The epigraph at the beginning of Beth Ann Fennelly's new collection of poetry is from Lu Chi's Wen Fu, The Art of Writing: "What follows is only what can be said in words."

Much of our lives is difficult to put into words, to express, and therefore often remains "unmentionable." Except from Fennelly's wonderfully defiant pen.

Three years ago, her second volume of poems was embraced by a large audience. Tender Hooks was both tender and raw as it primarily examined new motherhood, a condition she considers "a surfeit of happiness, a glass-smooth pond/just begging for a stone."

Perhaps some of those stones are to be found in the pages of Unmentionables: an old boyfriend, a trusting husband, a growing daughter, a new son.

Unmentionables comprises four sections of thematically related poems alternating with three longer sequences. Some of the connected poems are wickedly playful. "First Warm Day in a College Town" is so magnificently subversive that the only way to respond to it is with a knowing grin:

here they are, the boys without shirts,
how fleet of foot, how cute their buns, I have made it
again, it is spring.

Other poems examine the conflict between the profession of motherhood and the profession of poet:

O you sneaky ...
something-o-phile ...
I rummage
but the word
is nowhere no
where in my diaper bag

The three longer sequences are as wondrous as the other sections. One is 15 dream songs in the fashion of John Berryman.

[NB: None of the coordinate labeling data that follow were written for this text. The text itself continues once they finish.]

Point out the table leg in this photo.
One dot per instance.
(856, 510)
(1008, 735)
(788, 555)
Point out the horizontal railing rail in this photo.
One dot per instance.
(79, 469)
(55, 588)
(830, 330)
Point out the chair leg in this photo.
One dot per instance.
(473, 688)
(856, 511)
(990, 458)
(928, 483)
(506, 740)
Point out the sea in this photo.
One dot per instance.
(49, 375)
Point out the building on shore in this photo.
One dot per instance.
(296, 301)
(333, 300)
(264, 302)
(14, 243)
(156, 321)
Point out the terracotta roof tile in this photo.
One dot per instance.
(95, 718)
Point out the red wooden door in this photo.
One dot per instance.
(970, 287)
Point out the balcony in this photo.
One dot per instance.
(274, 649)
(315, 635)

Another is an exquisite portrait, in 15 "Colorplates," of the life of French Impressionist Bertha Morisot, whose work was overshadowed by that of the better-known male painters of the period.

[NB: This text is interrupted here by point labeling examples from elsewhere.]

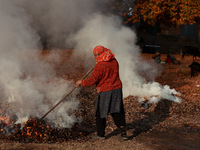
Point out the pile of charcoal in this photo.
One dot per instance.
(37, 130)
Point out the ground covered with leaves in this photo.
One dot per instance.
(164, 125)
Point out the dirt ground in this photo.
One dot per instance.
(161, 126)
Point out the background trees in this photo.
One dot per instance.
(151, 12)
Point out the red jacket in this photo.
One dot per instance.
(105, 76)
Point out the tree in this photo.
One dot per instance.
(169, 12)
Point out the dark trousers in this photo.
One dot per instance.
(119, 119)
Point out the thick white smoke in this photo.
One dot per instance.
(29, 86)
(109, 32)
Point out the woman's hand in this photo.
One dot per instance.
(78, 83)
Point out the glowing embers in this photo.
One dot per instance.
(37, 130)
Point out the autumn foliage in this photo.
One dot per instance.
(159, 11)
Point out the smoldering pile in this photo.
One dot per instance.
(39, 131)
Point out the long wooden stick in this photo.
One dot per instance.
(67, 94)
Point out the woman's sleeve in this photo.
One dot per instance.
(94, 78)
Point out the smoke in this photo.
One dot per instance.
(29, 86)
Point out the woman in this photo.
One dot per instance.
(109, 87)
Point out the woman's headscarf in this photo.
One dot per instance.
(102, 54)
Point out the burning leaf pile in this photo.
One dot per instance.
(37, 130)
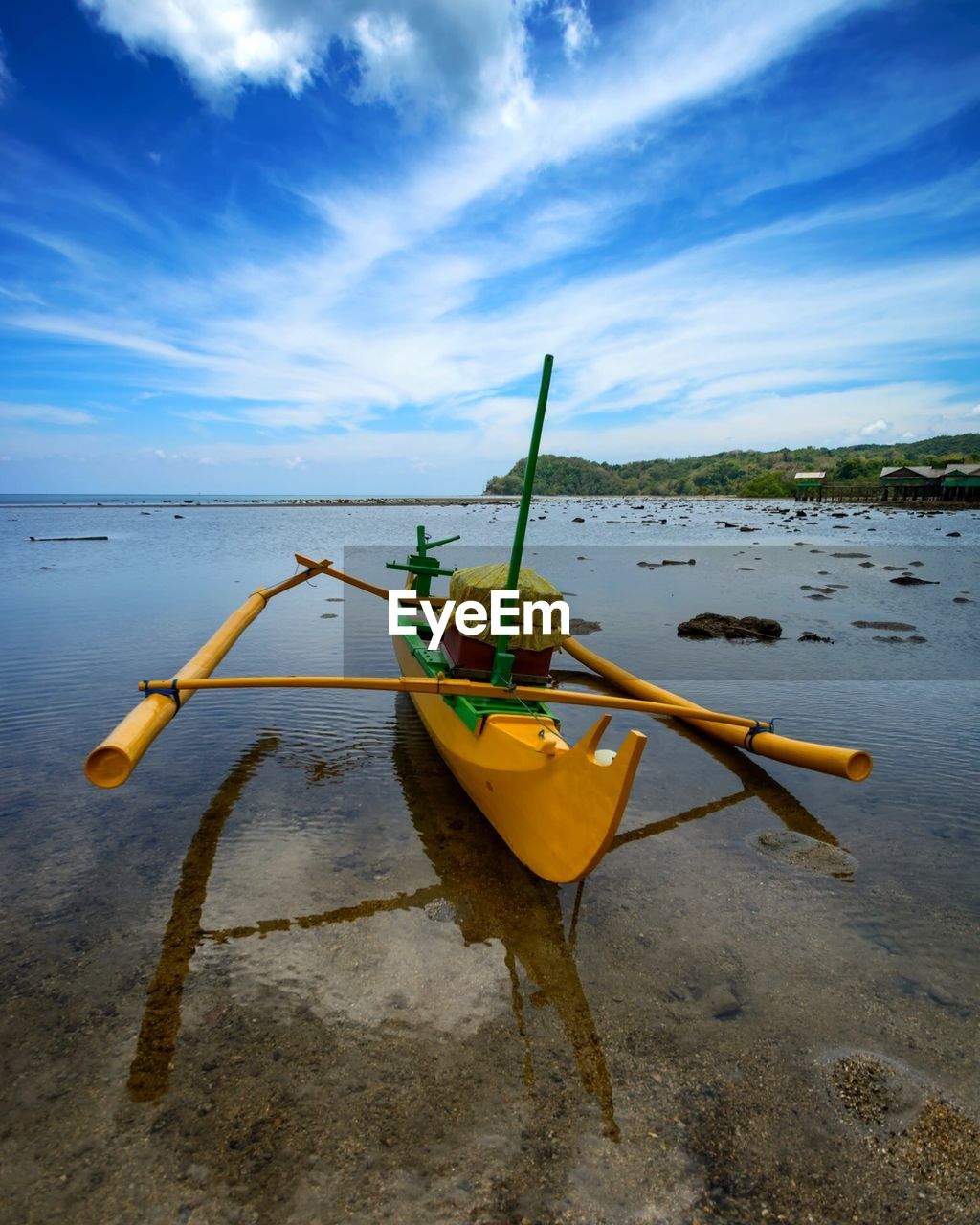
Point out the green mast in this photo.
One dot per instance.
(502, 658)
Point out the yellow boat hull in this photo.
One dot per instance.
(556, 805)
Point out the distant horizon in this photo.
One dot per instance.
(326, 245)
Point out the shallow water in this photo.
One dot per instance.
(288, 974)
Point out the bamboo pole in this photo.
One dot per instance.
(326, 568)
(444, 686)
(112, 762)
(850, 764)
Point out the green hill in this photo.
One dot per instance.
(756, 473)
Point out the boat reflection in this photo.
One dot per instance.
(480, 884)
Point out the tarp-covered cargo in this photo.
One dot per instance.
(477, 583)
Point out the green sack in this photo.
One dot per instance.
(477, 583)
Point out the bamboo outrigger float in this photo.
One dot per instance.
(555, 804)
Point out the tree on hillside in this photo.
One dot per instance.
(767, 484)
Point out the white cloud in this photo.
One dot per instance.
(420, 54)
(576, 27)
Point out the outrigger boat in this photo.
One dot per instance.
(558, 805)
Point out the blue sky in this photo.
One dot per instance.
(322, 245)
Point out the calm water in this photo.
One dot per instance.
(288, 974)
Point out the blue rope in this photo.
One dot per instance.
(165, 691)
(753, 731)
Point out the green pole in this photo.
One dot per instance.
(502, 658)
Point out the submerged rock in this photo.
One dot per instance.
(720, 625)
(580, 628)
(799, 850)
(882, 625)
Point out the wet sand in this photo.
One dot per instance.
(291, 975)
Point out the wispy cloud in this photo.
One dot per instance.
(43, 414)
(634, 205)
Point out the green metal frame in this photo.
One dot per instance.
(421, 565)
(503, 658)
(425, 568)
(472, 709)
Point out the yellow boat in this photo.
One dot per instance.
(556, 805)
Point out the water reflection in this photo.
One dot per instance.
(157, 1041)
(488, 893)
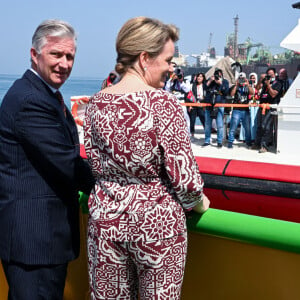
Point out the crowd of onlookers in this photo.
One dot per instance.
(244, 120)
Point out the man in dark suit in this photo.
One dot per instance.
(41, 171)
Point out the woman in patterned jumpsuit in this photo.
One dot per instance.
(138, 147)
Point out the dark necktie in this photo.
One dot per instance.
(61, 100)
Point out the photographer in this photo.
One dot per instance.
(177, 85)
(240, 91)
(217, 90)
(270, 93)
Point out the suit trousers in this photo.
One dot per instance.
(122, 270)
(35, 282)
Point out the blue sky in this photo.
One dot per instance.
(98, 22)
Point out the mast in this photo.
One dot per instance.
(235, 46)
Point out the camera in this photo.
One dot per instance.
(242, 81)
(268, 77)
(216, 75)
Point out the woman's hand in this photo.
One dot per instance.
(202, 206)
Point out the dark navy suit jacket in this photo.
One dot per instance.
(41, 172)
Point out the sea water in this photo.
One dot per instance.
(74, 86)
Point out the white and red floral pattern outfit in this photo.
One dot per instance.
(140, 153)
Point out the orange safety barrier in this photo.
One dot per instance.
(77, 102)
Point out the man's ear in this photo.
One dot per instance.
(33, 54)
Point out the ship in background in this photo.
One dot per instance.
(253, 56)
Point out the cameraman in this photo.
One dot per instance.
(177, 85)
(270, 93)
(240, 91)
(217, 90)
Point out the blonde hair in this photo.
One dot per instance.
(142, 34)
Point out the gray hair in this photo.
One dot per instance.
(57, 28)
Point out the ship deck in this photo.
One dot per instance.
(240, 151)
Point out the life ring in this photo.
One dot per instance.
(78, 101)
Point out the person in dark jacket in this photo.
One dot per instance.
(41, 171)
(199, 92)
(217, 90)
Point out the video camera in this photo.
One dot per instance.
(216, 75)
(242, 81)
(179, 73)
(267, 77)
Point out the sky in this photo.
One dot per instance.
(97, 23)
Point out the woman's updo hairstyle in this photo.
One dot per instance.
(142, 34)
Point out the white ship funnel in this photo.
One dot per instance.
(292, 40)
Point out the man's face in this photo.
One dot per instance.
(54, 63)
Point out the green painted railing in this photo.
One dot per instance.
(260, 231)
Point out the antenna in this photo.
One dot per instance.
(235, 47)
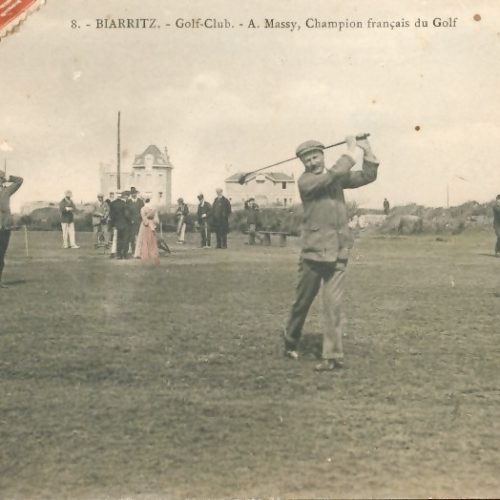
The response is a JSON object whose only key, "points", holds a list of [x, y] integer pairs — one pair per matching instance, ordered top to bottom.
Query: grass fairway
{"points": [[123, 380]]}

But the sequence that captures our attention is surely "The Kudzu Chronicles," in which Fennelly audaciously connects herself, the Illinois expatriate, to kudzu, the Japanese invader. Both plant and poet have taken to Mississippi; their kinship is authentic:

Then let the kudzu blanket me,
for I always loved the heat,
and let its hands rub out my name,
for I always loved affection.

Beth Ann Fennelly, quite simply, makes us want to read poetry again. Her genuine gift is in snatching poetry from its often rarefied heights and making it accessible and vibrant.

She takes us by the hand and moves us fearlessly through unexpected places — and we are grateful to have been invited on the journey.

Steven Whitton is a professor of English at Jacksonville State University.